Stendere sul piano da lavoro un telo e distribuirvi la preparazione di semola per farla asciugare, stendendola bene con le dita e sgranandola per evitare che si formino grumi.
Fare riposare per una notte, quindi trasferire la semola su una placca ed infornarla a 150° per circa un quarto d'ora, fino a quando cioe' la semola assumera' il classico colore dorato della pasta.

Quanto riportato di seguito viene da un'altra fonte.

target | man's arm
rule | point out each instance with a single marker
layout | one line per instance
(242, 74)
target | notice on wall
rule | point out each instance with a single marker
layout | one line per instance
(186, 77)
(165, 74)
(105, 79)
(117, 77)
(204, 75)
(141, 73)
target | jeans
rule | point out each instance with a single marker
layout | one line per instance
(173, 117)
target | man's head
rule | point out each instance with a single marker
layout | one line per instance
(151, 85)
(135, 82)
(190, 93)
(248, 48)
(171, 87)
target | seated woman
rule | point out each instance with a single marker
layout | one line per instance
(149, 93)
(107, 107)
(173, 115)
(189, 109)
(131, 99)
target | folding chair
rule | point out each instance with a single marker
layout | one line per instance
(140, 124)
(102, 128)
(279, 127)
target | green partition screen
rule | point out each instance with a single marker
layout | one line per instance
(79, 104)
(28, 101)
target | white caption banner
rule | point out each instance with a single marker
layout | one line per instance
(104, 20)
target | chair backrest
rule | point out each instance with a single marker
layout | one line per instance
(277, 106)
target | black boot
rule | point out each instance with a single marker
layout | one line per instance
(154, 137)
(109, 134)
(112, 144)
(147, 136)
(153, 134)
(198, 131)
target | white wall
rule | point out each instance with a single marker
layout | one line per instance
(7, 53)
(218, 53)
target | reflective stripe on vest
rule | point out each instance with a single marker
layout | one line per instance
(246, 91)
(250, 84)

Sfornare e lasciare raffreddare completamente prima di utilizzarla e condirla a proprio piacimento.
N.B.:
La
fregola ("fregula", "pistizone") e' una tipica preparazione
artigianale sarda che si puo' trovare anche gia' pronta nei negozi specializzati. E' una
pasta secca molto simile al cuscus originaria del Campidano, di Cagliari ed Oristano, fatta con semola di grano duro lavorata a mano fino ad ottenere piccole sfere irregolari e rustiche dal sapore del tutto caratteristico assunto con la naturale essiccazione e tostatura. Il termine deriva dal latino "frisare" (sminuzzare) e fregola, in lingua italiana, significa appunto piccolo frammento, briciola. Tipico piatto sardo e' la "
Fregola alle vongole".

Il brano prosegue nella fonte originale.